IBEW 569 Position on Reaching 100% Renewable Energy and CCEs / CCAs

November 3, 2017

 

IBEW Local 569 represents over 3400 electricians, power professionals and working families in San Diego and Imperial County, and our Union has been a long-time proponent of a clean energy future - locally and statewide. We are strongly in support of the City of San Diego reaching their 100% clean energy goal by 2035.

IBEW 569 believes the greatest benefits of meeting this goal is to not only reduce our air pollution and address climate change, but to ensure our energy investments strengthen our communities.

Luckily we know how to do this though.

We stand with our partners in support of the City of San Diego moving forward in developing a new system of energy that prioritizes our community.

We urge the City of San Diego to adopt these principles for inclusion in the City of San Diego’s 100% renewable energy program, whether it is through a utility, municipal program, CCA or another provider or program

If the City moves forward with developing a Community Choice Energy (CCE, also known as a CCA) system, it must meet the following goals (additional details are outlined here and below):

  • First, customers should be able to easily get clean energy reporting from the CCEs that shows clean energy comes from Category 1 of the State Renewable Portfolio System and are a Qualified Renewable Resource. This means there will be no purchase of Renewable Energy Credits to meet our goals. There needs to be full disclosure and transparency on the energy that has been procured with all customers of the CCE.

  • Second, the energy procured must be from union generated sources of clean energy. Additionally, the CCE needs to have a Project Labor Agreement and support good-paying local jobs - and sign neutrality agreement in an event that employees wish to unionize.

  • The CCE needs to adopt a Community Benefits Agreement to include local projects and local hiring and prioritize projects that reduce emissions in disadvantaged communities that rank in the top 25 percent of CalEnviroScreen’s ranking for San Diego region communities.

  • The CCE must develop a resource plan that integrates supply-side resources with programs that will help customers reduce their energy costs through improved energy efficiency and other demand-side measures.

  • Lastly, the CCE needs to determine workforce impacts related to this transition for existing employees in our current energy system and then work to transition these workers to new roles.
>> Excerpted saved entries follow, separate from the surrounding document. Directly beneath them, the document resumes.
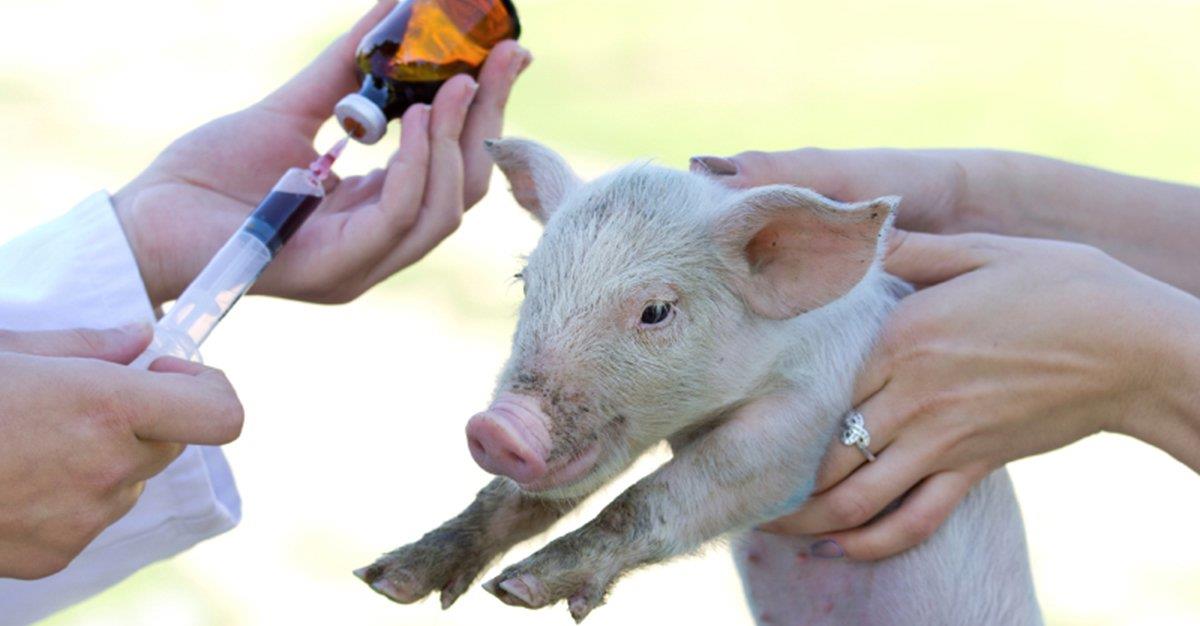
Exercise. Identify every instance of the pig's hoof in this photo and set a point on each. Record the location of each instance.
(520, 588)
(413, 572)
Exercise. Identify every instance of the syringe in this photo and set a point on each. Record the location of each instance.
(240, 262)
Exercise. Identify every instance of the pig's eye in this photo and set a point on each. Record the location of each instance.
(655, 313)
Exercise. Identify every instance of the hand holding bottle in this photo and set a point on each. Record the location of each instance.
(184, 206)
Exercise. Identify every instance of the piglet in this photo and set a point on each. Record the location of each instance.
(660, 305)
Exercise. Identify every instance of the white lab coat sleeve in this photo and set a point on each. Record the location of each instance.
(78, 271)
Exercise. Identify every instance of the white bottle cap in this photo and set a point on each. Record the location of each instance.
(367, 124)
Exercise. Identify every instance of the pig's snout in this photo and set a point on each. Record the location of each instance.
(511, 438)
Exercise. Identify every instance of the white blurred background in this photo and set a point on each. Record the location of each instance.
(353, 443)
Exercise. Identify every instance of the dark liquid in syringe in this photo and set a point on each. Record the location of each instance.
(283, 212)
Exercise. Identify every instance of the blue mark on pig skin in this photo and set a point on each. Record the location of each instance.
(798, 497)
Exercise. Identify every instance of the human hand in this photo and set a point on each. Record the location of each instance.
(81, 433)
(187, 203)
(1020, 347)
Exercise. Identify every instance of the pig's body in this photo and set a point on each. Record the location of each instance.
(973, 571)
(730, 323)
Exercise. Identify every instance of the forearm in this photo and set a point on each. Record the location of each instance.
(1151, 226)
(1171, 420)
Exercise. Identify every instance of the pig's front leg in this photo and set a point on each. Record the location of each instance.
(756, 465)
(451, 557)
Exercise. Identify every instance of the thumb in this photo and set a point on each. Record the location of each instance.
(313, 92)
(925, 259)
(119, 345)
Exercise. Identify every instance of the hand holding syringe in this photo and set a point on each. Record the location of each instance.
(240, 262)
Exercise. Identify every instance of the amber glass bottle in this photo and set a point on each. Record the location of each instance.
(414, 50)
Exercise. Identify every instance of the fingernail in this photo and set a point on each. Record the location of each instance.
(137, 329)
(827, 549)
(713, 166)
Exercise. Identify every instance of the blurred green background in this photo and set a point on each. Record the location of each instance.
(353, 443)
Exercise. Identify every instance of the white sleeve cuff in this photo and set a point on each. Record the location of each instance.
(78, 271)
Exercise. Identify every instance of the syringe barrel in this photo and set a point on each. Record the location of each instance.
(208, 299)
(234, 269)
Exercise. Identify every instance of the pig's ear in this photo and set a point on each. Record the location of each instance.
(796, 251)
(540, 179)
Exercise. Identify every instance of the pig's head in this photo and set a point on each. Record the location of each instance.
(655, 301)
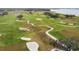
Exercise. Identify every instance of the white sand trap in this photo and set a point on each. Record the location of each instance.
(32, 46)
(24, 29)
(19, 20)
(39, 19)
(24, 38)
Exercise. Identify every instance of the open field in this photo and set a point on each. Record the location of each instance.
(35, 24)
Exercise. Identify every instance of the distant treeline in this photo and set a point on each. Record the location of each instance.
(58, 15)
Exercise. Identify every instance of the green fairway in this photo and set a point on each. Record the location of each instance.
(10, 33)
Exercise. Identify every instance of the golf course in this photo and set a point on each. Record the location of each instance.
(15, 25)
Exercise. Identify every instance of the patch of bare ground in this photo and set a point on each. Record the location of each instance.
(71, 33)
(41, 38)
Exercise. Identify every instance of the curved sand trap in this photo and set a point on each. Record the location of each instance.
(24, 38)
(39, 19)
(32, 46)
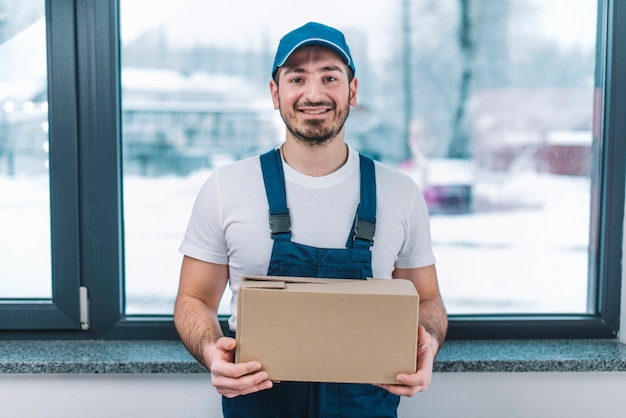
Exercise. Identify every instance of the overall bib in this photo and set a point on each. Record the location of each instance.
(304, 399)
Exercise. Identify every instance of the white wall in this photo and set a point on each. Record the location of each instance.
(467, 395)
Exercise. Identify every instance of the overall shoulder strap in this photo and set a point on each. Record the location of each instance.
(274, 179)
(365, 222)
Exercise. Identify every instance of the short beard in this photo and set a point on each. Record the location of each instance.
(316, 140)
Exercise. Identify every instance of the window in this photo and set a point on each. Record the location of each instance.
(527, 240)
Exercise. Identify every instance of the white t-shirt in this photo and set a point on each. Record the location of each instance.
(229, 222)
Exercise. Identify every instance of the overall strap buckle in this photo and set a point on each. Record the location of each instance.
(280, 223)
(364, 230)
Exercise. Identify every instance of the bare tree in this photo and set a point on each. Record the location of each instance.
(459, 145)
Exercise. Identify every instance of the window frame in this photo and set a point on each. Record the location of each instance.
(87, 215)
(62, 311)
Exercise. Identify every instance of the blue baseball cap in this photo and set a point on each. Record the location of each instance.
(312, 34)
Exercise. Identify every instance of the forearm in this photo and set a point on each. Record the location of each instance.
(434, 319)
(197, 326)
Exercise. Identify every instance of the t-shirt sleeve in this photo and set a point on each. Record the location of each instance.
(204, 237)
(417, 249)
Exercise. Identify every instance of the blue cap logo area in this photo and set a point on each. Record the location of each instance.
(312, 34)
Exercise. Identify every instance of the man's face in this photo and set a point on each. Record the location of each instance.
(313, 94)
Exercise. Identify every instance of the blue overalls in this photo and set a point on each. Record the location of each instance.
(304, 399)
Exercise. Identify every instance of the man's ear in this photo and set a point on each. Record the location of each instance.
(353, 88)
(274, 92)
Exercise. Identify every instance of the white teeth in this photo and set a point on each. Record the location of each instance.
(314, 112)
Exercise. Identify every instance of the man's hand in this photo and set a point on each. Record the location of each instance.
(232, 379)
(410, 384)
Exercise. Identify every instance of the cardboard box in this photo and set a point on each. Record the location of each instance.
(328, 330)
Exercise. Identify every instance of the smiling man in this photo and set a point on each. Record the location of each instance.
(323, 187)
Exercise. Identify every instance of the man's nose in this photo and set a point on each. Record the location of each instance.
(314, 91)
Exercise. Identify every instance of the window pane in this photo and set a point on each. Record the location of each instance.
(488, 105)
(24, 177)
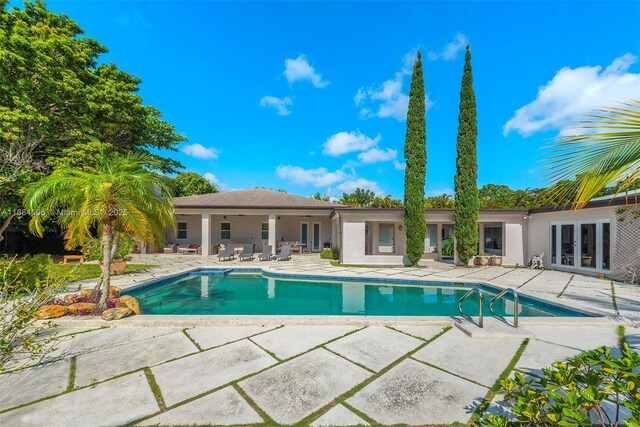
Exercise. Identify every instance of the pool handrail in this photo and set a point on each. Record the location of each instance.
(475, 289)
(516, 307)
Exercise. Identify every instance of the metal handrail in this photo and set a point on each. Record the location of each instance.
(516, 307)
(481, 301)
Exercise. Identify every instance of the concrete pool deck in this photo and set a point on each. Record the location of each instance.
(185, 370)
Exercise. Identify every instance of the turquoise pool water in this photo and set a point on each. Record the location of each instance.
(255, 294)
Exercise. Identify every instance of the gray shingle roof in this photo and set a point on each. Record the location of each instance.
(252, 199)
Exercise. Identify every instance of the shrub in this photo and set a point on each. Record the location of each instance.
(333, 253)
(92, 249)
(22, 292)
(25, 273)
(336, 252)
(575, 392)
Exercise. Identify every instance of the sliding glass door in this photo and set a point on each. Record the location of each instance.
(581, 245)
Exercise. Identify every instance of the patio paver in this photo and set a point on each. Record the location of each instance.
(299, 387)
(33, 383)
(292, 340)
(374, 347)
(112, 403)
(339, 416)
(223, 407)
(100, 365)
(213, 337)
(478, 359)
(196, 374)
(413, 393)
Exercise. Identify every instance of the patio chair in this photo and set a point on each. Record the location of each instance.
(266, 253)
(285, 253)
(172, 248)
(227, 253)
(536, 261)
(247, 252)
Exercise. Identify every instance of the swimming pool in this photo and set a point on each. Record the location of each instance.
(250, 292)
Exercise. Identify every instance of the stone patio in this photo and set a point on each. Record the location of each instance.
(146, 372)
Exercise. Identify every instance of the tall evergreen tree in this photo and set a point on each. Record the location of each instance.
(467, 202)
(415, 153)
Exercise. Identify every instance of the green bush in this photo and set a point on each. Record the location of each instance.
(575, 392)
(333, 253)
(25, 273)
(92, 249)
(25, 285)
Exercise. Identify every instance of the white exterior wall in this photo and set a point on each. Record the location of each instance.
(354, 250)
(194, 230)
(247, 228)
(539, 229)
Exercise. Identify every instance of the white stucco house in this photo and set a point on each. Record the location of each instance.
(585, 241)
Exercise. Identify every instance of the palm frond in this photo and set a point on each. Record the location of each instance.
(604, 151)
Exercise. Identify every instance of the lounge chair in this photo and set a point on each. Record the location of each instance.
(247, 252)
(172, 248)
(266, 253)
(285, 253)
(228, 253)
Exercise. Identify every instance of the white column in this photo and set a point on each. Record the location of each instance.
(204, 287)
(272, 233)
(206, 234)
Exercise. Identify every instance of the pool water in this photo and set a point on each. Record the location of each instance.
(255, 294)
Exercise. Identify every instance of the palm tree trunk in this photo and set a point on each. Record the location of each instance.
(107, 240)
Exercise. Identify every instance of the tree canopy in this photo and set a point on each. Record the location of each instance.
(415, 153)
(56, 97)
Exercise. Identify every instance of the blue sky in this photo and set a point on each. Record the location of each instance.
(311, 96)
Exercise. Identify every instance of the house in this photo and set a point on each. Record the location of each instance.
(592, 240)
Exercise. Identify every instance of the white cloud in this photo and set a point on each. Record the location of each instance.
(439, 192)
(576, 91)
(299, 69)
(374, 155)
(399, 165)
(200, 151)
(350, 186)
(347, 142)
(451, 50)
(318, 177)
(214, 180)
(281, 105)
(388, 100)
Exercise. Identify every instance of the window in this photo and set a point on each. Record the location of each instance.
(606, 245)
(493, 240)
(225, 230)
(182, 230)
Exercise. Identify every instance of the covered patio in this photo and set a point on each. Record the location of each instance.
(252, 217)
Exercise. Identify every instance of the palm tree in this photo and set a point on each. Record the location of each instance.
(122, 195)
(605, 151)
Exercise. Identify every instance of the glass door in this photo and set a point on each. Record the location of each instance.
(315, 237)
(581, 245)
(567, 245)
(588, 257)
(304, 234)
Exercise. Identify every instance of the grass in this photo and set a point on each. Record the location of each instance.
(90, 271)
(495, 389)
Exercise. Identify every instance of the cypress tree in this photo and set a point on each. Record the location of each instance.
(467, 202)
(415, 153)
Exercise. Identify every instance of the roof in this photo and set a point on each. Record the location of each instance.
(631, 197)
(258, 198)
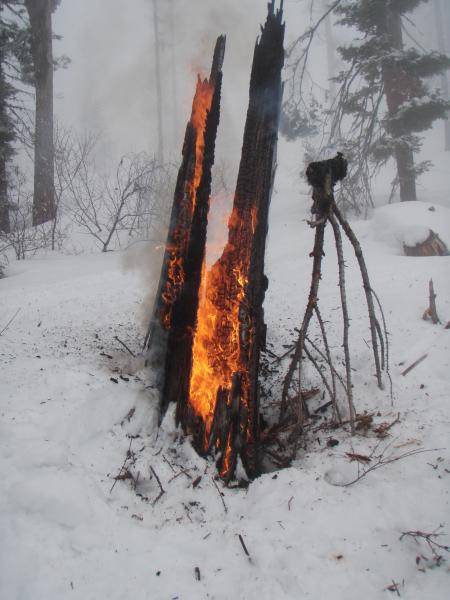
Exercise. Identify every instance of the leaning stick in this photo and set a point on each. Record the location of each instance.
(367, 288)
(330, 362)
(342, 287)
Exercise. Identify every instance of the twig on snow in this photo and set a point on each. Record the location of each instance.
(414, 365)
(10, 321)
(125, 346)
(162, 490)
(220, 494)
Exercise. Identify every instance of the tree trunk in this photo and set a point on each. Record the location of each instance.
(169, 327)
(4, 208)
(5, 151)
(40, 13)
(398, 85)
(331, 55)
(212, 321)
(443, 47)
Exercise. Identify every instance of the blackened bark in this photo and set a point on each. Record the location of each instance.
(181, 336)
(168, 326)
(40, 13)
(399, 86)
(239, 431)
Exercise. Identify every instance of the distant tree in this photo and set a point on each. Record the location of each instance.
(40, 15)
(15, 69)
(383, 101)
(7, 134)
(442, 13)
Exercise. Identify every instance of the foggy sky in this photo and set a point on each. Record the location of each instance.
(109, 86)
(110, 83)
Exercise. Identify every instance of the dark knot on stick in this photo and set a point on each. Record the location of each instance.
(323, 176)
(317, 172)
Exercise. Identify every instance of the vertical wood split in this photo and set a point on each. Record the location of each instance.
(233, 430)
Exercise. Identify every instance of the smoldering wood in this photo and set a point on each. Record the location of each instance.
(157, 339)
(241, 434)
(235, 430)
(178, 364)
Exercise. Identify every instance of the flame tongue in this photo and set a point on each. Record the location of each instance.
(219, 343)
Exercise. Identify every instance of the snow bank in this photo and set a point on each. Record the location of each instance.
(410, 223)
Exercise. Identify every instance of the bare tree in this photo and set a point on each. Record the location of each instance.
(131, 203)
(24, 239)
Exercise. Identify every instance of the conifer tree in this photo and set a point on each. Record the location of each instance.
(385, 64)
(383, 100)
(15, 65)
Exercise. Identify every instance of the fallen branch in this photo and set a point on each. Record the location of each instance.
(382, 461)
(119, 475)
(162, 490)
(220, 494)
(10, 321)
(241, 539)
(414, 365)
(125, 346)
(430, 539)
(431, 312)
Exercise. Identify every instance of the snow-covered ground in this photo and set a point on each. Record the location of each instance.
(68, 419)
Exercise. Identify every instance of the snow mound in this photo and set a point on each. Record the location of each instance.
(410, 223)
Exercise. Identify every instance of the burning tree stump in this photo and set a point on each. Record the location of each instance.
(208, 327)
(169, 336)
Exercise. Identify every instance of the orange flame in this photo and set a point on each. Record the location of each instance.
(219, 339)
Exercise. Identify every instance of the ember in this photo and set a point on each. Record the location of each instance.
(213, 319)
By implementing these criteria, a CCE will not only be a success for the City of San Diego and our community but will set the gold standard for other future energy systems.

We will continue to support meeting our 100% clean energy goal.


Principles for Worker Friendly Implementation of a 100% Renewable Energy Program in City of San Diego

Include the language below in the 100% Renewable Energy Program Implementation Plan.

Whether a utility, municipal program, CCA or another provider or program, providers and subcontractors shall:

  1. Energy Identification: Inform customers of the percentage of renewable, greenhouse-gas-free electricity offered. Power may be labeled as “clean” or “green” if it comes from renewable energy generated from solar, wind, geothermal and other eligible renewable energy resources in California and defined by California law in the Public Utilities Code as Category

  1. Exclude RECs: Provide renewable energy from actual renewable sources customers can trust while creating union jobs in the community for local workers. Renewable Energy Certificates (RECs) undermine these goals. There is no guarantee power content that includes voluntary RECs is clean or green therefore it must not be marketed as “clean” or “green” so as not to mislead the public.

  1. Communication to Consumers: Send at least three written notices to potential customers, and each notice will include a description of the percentage of the power mix that comes from California solar, wind, geothermal, small hydro-electric or other state certified green power sources.

  1. Creating Union Jobs: Procure power from union-generated sources; employ unionized customer service representatives; sign Project Labor Agreements on each Power Generation Project; sign Project Labor Agreements on Energy Efficiency Projects/Programs; agree in writing to neutrality in the event employees or subcontractor employees wish to unionize.

  1. Community Benefits: Sign Community Benefits Agreements to include local projects and local hiring and prioritizing projects, programs and actions to reduce emissions in disadvantaged communities that rank in the top 25 percent of CalEnviroScreen’s ranking for San Diego region communities.

  1. Local Project Build-Out: Emphasize development of new renewable resources from proven developers in San Diego and adjacent counties and strictly limit the use of non-renewable energy sources that are recognized under the California RPS to the amount permitted as “Qualified Renewable Resource.”

  1. Energy Efficiency: Develop a resource plan that integrates supply-side resources with programs that will help customers reduce their energy costs through improved energy efficiency and other demand-side measures. As part of this integrated resource plan, actively pursue, promote and ultimately administer a variety of customer energy efficiency programs that can cost-effectively displace supply-side resources.

  1. Workforce Impacts: Determine if the program will 1) result in negative impacts for employees of the incumbent utility (including layoffs, work hour reductions, etc.) and 2) if the wages, fringe benefits and job protections are similar to those offered by the utility to employees in comparable job classifications.